Climate finance remains a crucial topic at the UN climate talks, as it is the core aspect for implementation of the Paris Agreement.
Key issues include fulfilment of climate finance commitment of USD 100 billion per year by 2020, by the developed country Parties as well as transparency and accountability modalities.
It is against this background that civil society groups attending the SB50 talks in Bonn have warned the African group of negotiators to stay alert to manoeuvres by the global north to push for climate loans in place of grants.
“We are gravely concerned by the trend of commercialising climate action to an extent that the poor people who are supposed to benefit from these finances are left out or are just being used for business interests,” said Mithika Mwenda, Pan African Climate Justice Alliance (PACJA) Executive Director. “The narrative of loans and other false solutions on climate financingare not welcome. The poor people who are on the frontlines of the climate crisis are urgently looking for real solutions. We therefore urge the African Group of Negotiators to remain steadfast and not fall for the carrots being dangled by the global north."

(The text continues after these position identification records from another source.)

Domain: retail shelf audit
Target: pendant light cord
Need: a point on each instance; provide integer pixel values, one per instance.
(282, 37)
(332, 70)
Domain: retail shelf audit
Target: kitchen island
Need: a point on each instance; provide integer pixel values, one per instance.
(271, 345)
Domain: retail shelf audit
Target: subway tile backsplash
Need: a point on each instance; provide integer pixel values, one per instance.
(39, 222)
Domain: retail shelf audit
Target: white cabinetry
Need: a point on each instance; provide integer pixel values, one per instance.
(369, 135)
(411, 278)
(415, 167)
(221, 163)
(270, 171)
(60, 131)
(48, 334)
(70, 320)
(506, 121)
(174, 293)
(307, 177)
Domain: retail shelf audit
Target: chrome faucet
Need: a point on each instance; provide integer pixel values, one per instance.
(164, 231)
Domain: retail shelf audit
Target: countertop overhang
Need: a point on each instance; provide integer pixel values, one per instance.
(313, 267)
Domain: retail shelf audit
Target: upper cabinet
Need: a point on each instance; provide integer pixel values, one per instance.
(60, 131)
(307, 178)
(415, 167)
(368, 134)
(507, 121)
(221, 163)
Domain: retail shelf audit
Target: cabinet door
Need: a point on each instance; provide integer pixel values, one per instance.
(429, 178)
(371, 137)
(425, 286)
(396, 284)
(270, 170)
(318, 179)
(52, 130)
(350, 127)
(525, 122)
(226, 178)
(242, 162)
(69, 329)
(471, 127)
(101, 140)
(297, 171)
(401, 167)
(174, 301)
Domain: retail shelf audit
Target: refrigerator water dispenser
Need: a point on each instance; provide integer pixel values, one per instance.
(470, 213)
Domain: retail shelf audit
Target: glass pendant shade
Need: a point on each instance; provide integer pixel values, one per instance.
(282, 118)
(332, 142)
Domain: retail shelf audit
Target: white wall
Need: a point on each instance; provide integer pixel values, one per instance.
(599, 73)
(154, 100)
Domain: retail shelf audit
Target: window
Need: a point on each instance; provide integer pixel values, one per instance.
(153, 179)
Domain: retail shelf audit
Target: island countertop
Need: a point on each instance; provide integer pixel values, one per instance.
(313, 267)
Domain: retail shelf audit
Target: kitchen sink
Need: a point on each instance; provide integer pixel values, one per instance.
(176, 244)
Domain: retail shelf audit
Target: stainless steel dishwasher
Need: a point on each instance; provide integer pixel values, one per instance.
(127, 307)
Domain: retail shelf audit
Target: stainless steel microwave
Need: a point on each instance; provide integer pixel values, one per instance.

Mwenda said developed countries should just show leadership and live up to their responsibilities by cutting carbon emissions and financially support climate action to address what they caused through their industrialisation activities over the years.
And commenting on the concerns, Zambian delegation Coordinator, Carol Mwape Zulu said Zambia is opposed to the commercialisation of climate financing as it goes against the spirit of the convention which respects common but differentiated responsibilities.
“The convention is clear on the responsibility of developed countries to provide financial and technical support to developing countries as a moral obligation to address climate change based on the historical context of the climate crisis,” said Mrs. Zulu. “This is also in view that loans overburden our small economies as developing countries.”
She said the priorities of African countries revolve around adaptation which is more of a social service than an income generating/revenue source as compared to mitigation measures such as carbon markets that have a revenue component.
“In this case therefore, grants become the main and preferred form of support to developing countries. At this session, Zambia has been making submissions for the financial budget of the convention for both the GCF and Adaptation Fund to prioritise grants for adaption in developing countries.”
After the landmark Paris Agreement in 2015, it was realised that the colossal sums of money needed for its implementation would require the private sector to get involved.
And at COP 22 in Marrakech, a full day was dedicated to Business and Industry at which it was agreed that business had a significant role to play in enabling the global economy to achieve – and exceed – its climate goals.
As a major source of greenhouse gas emissions, the private sector was seen as a crucial partner in securing a prosperous and sustainable low-carbon economy for all.
But with these concerns being raised about climate finance commercialisation, it could be important to revisit the private sector’s involvement in climate action especially on the modalities for financial support from developed to developing parties as enshrined in both the convention and the Paris Agreement.